Integrating AI into my workflow
Earlier this year I joined Sana and opened the backend codebase. It was written entirely in Kotlin. I’d never written a line of it. The frontend was TypeScript, which I knew well, but the backend was a different world. The syntax looked close enough to Java (which I’d worked with at Spotify a few years prior) that I could squint and follow the shape of things, but the idioms were foreign. Extension functions, data classes, scope functions like let and apply chained in ways I couldn’t parse on first read.
My instinct was to open the Kotlin docs, find a tutorial, maybe skim a “Kotlin for Java developers” guide.
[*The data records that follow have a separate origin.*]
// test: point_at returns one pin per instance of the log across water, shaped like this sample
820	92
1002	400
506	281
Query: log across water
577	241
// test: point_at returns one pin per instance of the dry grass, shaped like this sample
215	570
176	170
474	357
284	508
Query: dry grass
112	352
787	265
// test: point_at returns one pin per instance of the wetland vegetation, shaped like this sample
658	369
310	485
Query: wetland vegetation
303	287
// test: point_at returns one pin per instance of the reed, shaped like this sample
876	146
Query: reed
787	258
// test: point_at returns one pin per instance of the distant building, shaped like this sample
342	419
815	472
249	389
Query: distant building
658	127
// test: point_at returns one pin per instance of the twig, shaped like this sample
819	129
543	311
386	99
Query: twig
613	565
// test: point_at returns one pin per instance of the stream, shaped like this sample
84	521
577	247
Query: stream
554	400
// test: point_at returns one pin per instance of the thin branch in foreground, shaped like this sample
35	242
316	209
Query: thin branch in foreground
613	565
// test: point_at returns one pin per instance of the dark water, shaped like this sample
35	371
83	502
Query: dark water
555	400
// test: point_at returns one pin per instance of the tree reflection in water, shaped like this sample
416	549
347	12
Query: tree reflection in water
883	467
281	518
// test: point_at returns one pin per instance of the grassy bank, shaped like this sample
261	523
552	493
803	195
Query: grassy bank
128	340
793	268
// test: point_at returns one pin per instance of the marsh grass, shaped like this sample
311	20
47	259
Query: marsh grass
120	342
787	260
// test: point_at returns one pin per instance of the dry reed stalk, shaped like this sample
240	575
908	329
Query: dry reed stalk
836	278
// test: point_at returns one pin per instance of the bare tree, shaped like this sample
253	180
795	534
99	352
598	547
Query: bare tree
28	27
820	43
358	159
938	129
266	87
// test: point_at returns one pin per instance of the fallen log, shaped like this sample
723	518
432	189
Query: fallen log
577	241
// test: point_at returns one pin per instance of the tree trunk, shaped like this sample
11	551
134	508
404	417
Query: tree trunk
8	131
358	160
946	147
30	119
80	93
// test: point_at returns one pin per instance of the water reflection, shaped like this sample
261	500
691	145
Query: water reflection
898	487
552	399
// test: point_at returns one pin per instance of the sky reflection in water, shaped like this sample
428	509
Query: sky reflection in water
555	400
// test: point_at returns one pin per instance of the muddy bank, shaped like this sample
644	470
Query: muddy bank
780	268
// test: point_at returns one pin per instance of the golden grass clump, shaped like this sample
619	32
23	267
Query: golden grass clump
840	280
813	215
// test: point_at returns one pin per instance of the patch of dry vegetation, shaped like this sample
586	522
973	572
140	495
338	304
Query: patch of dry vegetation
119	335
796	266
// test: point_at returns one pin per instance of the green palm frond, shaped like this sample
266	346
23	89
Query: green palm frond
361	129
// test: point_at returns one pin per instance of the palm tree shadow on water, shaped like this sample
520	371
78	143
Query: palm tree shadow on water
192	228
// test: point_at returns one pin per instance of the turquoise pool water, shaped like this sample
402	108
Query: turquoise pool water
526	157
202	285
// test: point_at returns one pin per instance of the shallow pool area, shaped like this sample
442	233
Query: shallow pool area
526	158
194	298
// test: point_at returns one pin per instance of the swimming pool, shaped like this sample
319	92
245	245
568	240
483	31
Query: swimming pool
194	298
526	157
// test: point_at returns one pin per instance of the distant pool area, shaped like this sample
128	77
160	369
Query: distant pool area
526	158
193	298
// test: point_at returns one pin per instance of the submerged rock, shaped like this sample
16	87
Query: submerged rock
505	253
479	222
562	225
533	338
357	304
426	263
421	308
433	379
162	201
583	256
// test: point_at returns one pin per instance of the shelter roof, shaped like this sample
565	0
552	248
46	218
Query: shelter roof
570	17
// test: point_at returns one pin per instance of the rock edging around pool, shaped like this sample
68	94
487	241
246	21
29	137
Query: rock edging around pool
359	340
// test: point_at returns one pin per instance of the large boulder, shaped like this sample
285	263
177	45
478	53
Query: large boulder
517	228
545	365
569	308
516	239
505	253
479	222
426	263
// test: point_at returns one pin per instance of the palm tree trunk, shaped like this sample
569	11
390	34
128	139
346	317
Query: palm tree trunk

Instead, I pasted a block of code into GPT and typed: “Explain what this does, line by line.”
It worked.
Not perfectly. Not every time. But well enough that I kept doing it. I’d write a function, paste it in, and ask: “Is this idiomatic Kotlin, or am I just writing TypeScript with different punctuation?” GPT would come back with suggestions (use also here, replace this if chain with a when expression, this whole block can collapse into a single let call) and I’d rewrite, paste again, ask again. A feedback loop that felt less like reading documentation and more like pair programming with someone who never gets impatient.
I’d tried ChatGPT before this. Asked it to generate code, got back something that looked plausible but wasn’t usable. Didn’t see the point over just writing it myself. But learning Kotlin was different. I wasn’t asking GPT to write code for me. I was asking it to explain code I was already looking at, to critique code I’d already written. I had something specific to push against, and that changed everything. I ran it through Raycast AI (powered by GPT-4), a tool I already used daily that had just shipped their AI features.
It’s a rubber duck that talks back.
I don’t mean that dismissively. Rubber duck debugging works because the act of explaining your problem forces you to think clearly about it. GPT does that, but it also responds, and the response doesn’t have to be brilliant. It just has to be close enough to give you something to push against. You paste an ugly function, it offers a cleaner version, you spot what it missed, and now you understand the code better than if you’d just stared at it.
Refactoring is where this hits hardest. You’re working in an existing codebase, you find a function that grew ugly over six months of patches, and you need to clean it up without breaking anything. That’s grunt work. The kind of task where having a second pair of eyes (even artificial ones) saves real time. I paste the function, ask for a refactored version, and use the output as a starting point. “Sometimes maybe good, sometimes maybe shit.” When it’s off, I start over, explain what I’m actually trying to do, paste again. GPT has the biggest patience in the world. It doesn’t care if I ask the same question five different ways. It just keeps answering.
And then there are TypeScript errors. Anyone who’s worked with complex TypeScript generics knows the feeling. The compiler spits out a type error four lines long, nested three levels deep, referencing types you didn’t write. I used to squint at those for minutes, mentally unpacking each layer. Now I paste them into GPT and get back a plain-language explanation of what’s actually mismatched.
But none of this works if you can’t tell when it’s wrong. GPT hallucinates. It invents plausible Kotlin APIs that don’t exist. It suggests TypeScript patterns that compile but introduce subtle bugs. It rewrites your function and quietly drops an edge case. You need to know enough to catch that, to read the suggestion and feel the thing that’s off before you run it.
I still write Kotlin every day. I can write decent code now, but I still need a reviewer (a colleague, or increasingly, an AI) to catch the things I miss, to push it from functional to idiomatic. GPT didn’t teach me Kotlin. But it compressed the awkward early phase (the phase where everything takes three times as long because you’re translating in your head) into something shorter and less painful. I’ll take that.